Bychkov is an expressive conductor but also a judiciously measured one; he will occasionally contort his face with emotion and whip his arms in a flourish, but at the end of a concert, he just gives the audience a small smile and bow. Nézet-Séguin, the Met’s music director, seems to perform the idea of conducting as much as he does the work of it. If you didn’t know a cymbal crash was coming in the Adagio, you could sense it as he wound up the moment with prolonged choreography. When the Finale was done, he knelt toward the orchestra in a demonstration of humility that, whether intended or not, drew attention to himself.

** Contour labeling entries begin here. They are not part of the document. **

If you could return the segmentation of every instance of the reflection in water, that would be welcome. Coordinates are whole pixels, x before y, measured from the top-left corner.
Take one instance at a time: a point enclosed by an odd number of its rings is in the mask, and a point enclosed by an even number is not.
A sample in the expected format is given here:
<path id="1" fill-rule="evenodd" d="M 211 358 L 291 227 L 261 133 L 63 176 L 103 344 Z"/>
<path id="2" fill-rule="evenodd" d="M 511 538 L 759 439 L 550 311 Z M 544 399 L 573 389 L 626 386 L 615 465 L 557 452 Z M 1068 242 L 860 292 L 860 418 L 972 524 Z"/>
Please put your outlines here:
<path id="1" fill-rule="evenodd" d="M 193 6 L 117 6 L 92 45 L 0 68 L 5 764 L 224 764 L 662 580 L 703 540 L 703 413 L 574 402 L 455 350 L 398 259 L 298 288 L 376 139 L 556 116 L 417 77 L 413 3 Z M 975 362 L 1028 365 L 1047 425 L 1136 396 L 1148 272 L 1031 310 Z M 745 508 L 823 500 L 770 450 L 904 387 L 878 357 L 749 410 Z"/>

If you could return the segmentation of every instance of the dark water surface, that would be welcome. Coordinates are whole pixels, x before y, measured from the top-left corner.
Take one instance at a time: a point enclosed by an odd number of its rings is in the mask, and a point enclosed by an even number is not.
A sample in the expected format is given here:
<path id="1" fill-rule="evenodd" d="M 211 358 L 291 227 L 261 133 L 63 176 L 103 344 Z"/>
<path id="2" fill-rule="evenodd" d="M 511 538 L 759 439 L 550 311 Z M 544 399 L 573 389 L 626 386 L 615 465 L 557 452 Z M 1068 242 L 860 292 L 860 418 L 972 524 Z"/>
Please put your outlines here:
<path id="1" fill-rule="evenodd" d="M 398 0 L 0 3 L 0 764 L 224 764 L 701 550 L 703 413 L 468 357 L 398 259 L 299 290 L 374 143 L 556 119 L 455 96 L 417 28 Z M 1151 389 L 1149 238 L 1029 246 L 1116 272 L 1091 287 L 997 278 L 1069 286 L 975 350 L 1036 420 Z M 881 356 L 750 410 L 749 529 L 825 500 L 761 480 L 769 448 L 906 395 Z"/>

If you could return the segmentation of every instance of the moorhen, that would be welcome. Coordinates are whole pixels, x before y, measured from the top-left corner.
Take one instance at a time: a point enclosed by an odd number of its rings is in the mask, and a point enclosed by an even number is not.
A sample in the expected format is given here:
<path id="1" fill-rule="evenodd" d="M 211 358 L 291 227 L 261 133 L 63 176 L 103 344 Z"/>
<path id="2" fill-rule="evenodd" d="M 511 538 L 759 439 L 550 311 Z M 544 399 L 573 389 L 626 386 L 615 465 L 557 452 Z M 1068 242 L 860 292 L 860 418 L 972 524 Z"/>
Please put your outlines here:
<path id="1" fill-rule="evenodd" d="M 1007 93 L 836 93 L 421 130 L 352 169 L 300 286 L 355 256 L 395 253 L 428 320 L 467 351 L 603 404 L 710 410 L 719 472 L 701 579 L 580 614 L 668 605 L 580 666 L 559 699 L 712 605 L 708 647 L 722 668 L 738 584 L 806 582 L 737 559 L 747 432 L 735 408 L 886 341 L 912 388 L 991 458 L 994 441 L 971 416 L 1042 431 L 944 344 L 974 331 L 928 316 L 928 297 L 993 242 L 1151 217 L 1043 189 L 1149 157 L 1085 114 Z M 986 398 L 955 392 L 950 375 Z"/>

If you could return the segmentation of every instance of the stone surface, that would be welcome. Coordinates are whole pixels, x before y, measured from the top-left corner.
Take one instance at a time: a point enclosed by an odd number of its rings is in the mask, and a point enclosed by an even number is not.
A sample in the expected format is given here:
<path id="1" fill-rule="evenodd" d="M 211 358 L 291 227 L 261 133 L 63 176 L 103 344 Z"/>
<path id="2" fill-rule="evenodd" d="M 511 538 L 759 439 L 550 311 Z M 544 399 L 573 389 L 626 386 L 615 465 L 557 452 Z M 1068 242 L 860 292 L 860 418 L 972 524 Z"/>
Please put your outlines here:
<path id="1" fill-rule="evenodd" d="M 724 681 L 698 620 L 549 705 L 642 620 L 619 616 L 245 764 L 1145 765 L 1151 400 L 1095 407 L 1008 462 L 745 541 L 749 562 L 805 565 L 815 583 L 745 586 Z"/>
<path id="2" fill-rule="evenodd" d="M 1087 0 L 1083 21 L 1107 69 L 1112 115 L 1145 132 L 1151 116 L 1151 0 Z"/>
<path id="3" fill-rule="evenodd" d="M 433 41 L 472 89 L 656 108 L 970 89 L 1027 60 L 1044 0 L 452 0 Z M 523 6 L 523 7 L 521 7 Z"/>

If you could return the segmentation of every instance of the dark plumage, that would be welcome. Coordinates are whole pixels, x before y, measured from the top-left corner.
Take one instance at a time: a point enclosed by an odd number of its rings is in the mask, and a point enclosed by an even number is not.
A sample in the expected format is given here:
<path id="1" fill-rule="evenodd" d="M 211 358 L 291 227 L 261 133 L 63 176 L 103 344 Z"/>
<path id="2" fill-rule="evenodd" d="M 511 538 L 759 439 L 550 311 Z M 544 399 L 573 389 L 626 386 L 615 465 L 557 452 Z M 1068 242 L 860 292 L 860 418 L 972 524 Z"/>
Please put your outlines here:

The two conductors’ visions of the symphony were, of course, filtered by the character of each orchestra. At the Philharmonic, Bychkov was most successful in rendering the symphony’s sudden shifts shocking yet natural, like a tectonic clash giving way to rocky mountains. He adopted a brisk tempo for the first three movements, then slowed down the Finale to heighten its grandeur, ending with the oppressively majestic atmosphere of Wagner’s entrance to Valhalla in “Das Rheingold.”
But the Philharmonic, appearing a little weary and without enough unity in the violins, wasn’t equipped for the task. It was an odd way to end a season that was on the whole good for the orchestra; the house frequently looked full, and there is palpable optimism and energy over the arrival of Gustavo Dudamel as music and artistic director this fall. (He will be conducting that Carnegie Hall “Tosca.”)
The mood is less sunny at the Met, whose season was a roller coaster of financial precarity. Still, the company has maintained a high level of artistic quality that can be easy to take for granted: above all, in the skill of its treasured orchestra.
But even that seems unsure these days. On Thursday, the Met Orchestra was still a fine group but more difficult to grasp as a true ensemble. Nézet-Séguin hasn’t proven to be much of an orchestra builder; he has led the Orchestre Métropolitain in Montreal since 2000, but it remains perplexingly unevolved. Nearly eight years into his tenure in New York, and with the orchestra still rebuilding from pandemic-era vacancies, the Met players have yet to develop any clear identity beyond a belief, borrowed from their leader and often leading to imbalances, that volume can be a substitute for expression.
This past week, neither the Philharmonic’s nor the Met Orchestra’s approach to Bruckner was unequivocally better: the Philharmonic’s interpretively wise but lacking the commitment to carry through, the Met’s fully committed but interpretively thin. As battles go, this one was a draw. See you again for Round 2 this fall.